La biblioteca, como siempre, era mi lugar. Sara, puntual y constante, acudía de martes a viernes para estudiar o sumergirse en la lectura bajo la suave luz de las lámparas. Descendí las escaleras, abrazándome contra el frío, y me aproximé lentamente a su mesa. Cuando estuve lo suficientemente cerca, la saludé con un gesto de la mano.
—Estudia conmigo —susurró al acercarse. Su aliento formaba pequeñas nubes blancas—. Me quedan dos horas.
Dudé por un momento, pero finalmente me senté a su lado. Era la única manera de poder conversar. Llevaba mis tenis verdes con cordones rojos, los únicos que tenía para salir. Había pasado el día en casa, intentando ser útil. No pasó ni una hora antes de que comenzara a inquietar a mi madre. Interrumpía las rutinas de papá y la abuela. Mi madre, que trabajaba de noche ese mes, debía descansar sin molestias. Me senté en mi habitación, viendo la televisión en silencio, y en esos momentos, sentía una punzada en el corazón al recordar por qué estaba en casa durante el día.
—No esperaba verte aquí.
—Me cansé de estar en casa. Pensé que podríamos pasar el rato juntos. Sara me miró de reojo, tenía una fina capa de sudor cubriendo su frente.
—Cuanto antes encuentres otro trabajo, mejor.
—No han pasado ni veinticuatro horas desde que perdí el último. ¿No puedo estar triste por un día?
—Pero debes ver el lado positivo. Sabías que ese trabajo no era para siempre. Tienes que seguir adelante. —Sara, la galardonada Estudiante del Año en nuestra ciudad hace dos años, aún no había superado su orgullo. Ahora, junto a su socia Anabella Bazán, organizaba talleres de conducción en un área de unos cincuenta kilómetros, con vehículos que llevaban el logo de su empresa. En su oficina, escribía planes en una pizarra con marcadores negros, ajustando las cifras hasta quedar satisfecha.
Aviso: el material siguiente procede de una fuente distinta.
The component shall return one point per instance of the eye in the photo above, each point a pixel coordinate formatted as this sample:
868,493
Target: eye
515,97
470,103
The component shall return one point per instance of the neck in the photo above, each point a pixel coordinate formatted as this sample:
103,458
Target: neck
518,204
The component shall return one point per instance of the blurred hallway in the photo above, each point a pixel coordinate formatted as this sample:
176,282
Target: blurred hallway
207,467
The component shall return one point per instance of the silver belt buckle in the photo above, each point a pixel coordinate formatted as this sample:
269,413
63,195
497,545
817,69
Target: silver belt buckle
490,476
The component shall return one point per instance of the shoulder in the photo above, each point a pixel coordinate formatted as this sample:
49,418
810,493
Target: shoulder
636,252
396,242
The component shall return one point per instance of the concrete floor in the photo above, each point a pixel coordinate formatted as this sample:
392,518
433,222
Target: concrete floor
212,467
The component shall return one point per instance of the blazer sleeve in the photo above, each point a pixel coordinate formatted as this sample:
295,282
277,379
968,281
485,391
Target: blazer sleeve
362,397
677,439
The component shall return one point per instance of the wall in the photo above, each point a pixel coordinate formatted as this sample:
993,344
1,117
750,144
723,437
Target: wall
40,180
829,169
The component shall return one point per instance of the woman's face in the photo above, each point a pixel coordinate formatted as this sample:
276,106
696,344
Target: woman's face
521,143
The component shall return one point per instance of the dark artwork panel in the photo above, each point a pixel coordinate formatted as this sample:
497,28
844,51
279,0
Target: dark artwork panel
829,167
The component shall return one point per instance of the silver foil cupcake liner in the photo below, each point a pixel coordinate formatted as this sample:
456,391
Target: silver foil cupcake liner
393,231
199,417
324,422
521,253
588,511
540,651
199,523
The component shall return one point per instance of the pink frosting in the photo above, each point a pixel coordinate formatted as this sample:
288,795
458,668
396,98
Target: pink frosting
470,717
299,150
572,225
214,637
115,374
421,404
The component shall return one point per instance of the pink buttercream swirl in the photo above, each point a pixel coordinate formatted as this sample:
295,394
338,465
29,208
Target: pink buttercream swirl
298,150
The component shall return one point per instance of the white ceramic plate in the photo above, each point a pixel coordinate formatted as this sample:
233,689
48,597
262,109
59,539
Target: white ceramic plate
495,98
Nunca supe si esas cifras tenían alguna relación con la realidad.
—Sabes, Sara —dije después de un rato de estudio en silencio—, he estado reflexionando sobre algo que leí recientemente: “El que trabaja con mano displicente empobrece, pero la mano de los diligentes enriquece”.
Sara levantó la vista de su libro, mirándome con curiosidad.
—¿Qué quieres decir con eso?
—Creo que es una manera de decir que debo seguir esforzándome y ser diligente en lo que hago. No puedo permitirme ser descuidado solo porque las circunstancias no ayudan.
Sara asintió lentamente, comprendiendo mis palabras.